Our most significant challenge was setting up and managing the database to handle the vast and varied information required for waste identification and precise, country-specific sorting rules. The diverse recycling guidelines across regions demanded extensive research and careful data structuring. We also dedicated considerable effort to designing an intuitive UI/UX that simplifies complex waste disposal decisions.
We are incredibly proud of Verda's smooth styling and intuitive user interface, which creates a seamless user experience. Getting the backend to work efficiently and reliably was a major accomplishment, ensuring our AI and data processing run smoothly. We are also thrilled with the engaging and educational experience provided by our AI-powered quizzes, which foster a deeper understanding of sustainable living.

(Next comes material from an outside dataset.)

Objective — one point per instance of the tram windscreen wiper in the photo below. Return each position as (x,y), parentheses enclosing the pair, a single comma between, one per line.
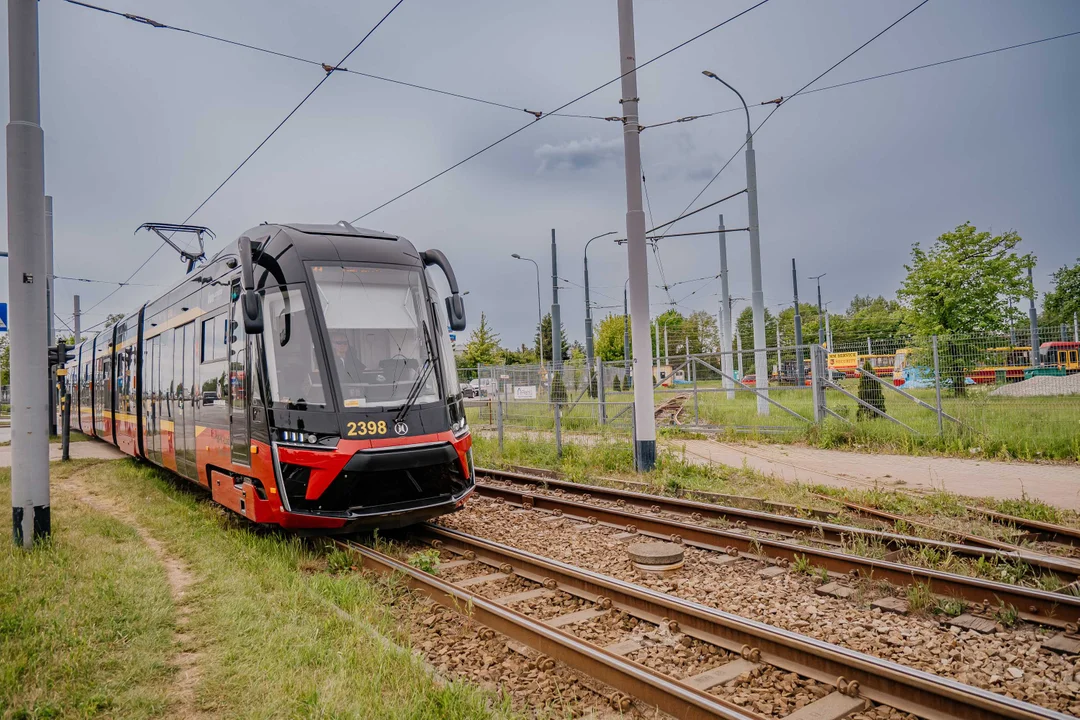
(421,379)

Building Verda was a profound learning experience. We gained significant expertise in backend development, complex data structures, and seamless communication between components. We honed our skills in version control and deep-dived into frontend styling and user-centered design. We also mastered the intricacies of deployment on domains. Beyond technical skills, we learned extensively about global waste statistics and the diverse waste sorting systems in different countries.
For Verda, we envision integrating with hardware, specifically smart bins already being deployed in some regions, for a more automated experience. Our next major goal is to expand our database to include all countries worldwide, solidifying Verda as a truly global solution for waste sorting. We're excited to continue empowering individuals to make a tangible difference in waste management and sustainability.